With the ACT, Victoria and NSW all experiencing COVID-19 outbreaks, the national discussion about the level of vaccine coverage required to open borders has been unfolding since the rollout began in February.
At Friday’s national cabinet meeting, ACT Chief Minister Andrew Barr said the discussion focused on the “significant risks” associated with reopening at 70 per cent vaccine coverage as per one stage of the Doherty Institute Modelling Report.
“Let’s stop talking about 70 because it’s not safe at 70, but 80 is the more realistic step,” Mr Barr said today.
“There’s a massive risk at 70 per cent and, no, states and territories won’t be able to come to the rescue of one another.
“It doesn’t matter which set of modelling you look at, once the nation opens up there’s going to be cases, there’s going to be hospitalisations, and there’s going to be people in intensive care in numbers that Australians might find very uncomfortable.”
Mr Barr’s remarks come as the Federal Government continues to advocate for the reopening of state borders and lockdowns to reduce at 70 and 80 per cent national vaccination coverage.
Commonwealth Treasurer Josh Frydenberg has said state and territory governments would not receive the same levels of lockdown support when the thresholds were met.
“As vaccination rates continue to increase, and more supply comes online, we have to change the national conversation from one of fear about getting the virus to one of living safely and realistically with it,” Mr Frydenberg said.
“If we don’t open up as planned and agreed, the economic scarring will be severe. Small businesses will close. Jobs will be lost. The mental health of Australians will suffer.
“We owe it to every small business owner to ensure costly lockdowns do not last a single day longer than necessary.”

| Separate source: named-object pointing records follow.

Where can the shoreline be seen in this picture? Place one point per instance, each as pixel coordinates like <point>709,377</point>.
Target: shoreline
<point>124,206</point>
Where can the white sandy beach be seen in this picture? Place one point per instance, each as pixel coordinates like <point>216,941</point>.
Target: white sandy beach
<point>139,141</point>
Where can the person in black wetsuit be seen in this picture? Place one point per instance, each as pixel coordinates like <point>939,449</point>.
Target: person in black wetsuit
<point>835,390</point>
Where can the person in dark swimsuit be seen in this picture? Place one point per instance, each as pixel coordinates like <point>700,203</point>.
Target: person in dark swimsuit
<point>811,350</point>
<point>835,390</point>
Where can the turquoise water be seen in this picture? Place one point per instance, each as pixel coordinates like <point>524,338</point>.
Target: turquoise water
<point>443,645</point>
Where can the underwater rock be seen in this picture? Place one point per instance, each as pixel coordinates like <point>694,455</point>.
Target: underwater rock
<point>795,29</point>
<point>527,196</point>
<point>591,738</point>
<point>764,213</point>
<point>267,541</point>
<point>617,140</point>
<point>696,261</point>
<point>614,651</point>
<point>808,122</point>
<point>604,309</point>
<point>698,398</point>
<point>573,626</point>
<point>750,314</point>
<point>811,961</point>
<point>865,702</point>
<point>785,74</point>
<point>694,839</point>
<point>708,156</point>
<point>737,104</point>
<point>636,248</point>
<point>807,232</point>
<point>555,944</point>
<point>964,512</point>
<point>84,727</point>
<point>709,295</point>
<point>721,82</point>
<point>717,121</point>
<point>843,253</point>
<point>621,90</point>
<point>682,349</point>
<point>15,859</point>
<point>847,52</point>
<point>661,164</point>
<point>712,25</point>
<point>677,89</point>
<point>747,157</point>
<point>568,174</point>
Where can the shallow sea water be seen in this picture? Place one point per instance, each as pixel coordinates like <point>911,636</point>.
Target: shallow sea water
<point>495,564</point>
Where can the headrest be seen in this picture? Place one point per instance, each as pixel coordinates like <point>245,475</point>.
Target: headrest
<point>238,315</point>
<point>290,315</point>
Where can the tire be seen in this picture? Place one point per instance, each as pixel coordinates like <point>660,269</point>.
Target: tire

According to Mr Frydenberg, the decline in economic activity caused by lockdowns in the ACT, NSW and Victoria is currently running at around $2 billion a week, with Commonwealth fiscal support running at over $1 billion a week.
The national plan does not prohibit lockdowns beyond 80 per cent if jurisdictions reach that target before the whole country does so, as will be expected for the ACT.
Mr Barr said protections exist within the plan to allow jurisdictions who reach the 80 per cent marker prior to others to keep their borders closed.
“The national plan has an in-built protection that it requires both the nation and the jurisdiction to both be beyond those thresholds before you would step to the next stage.”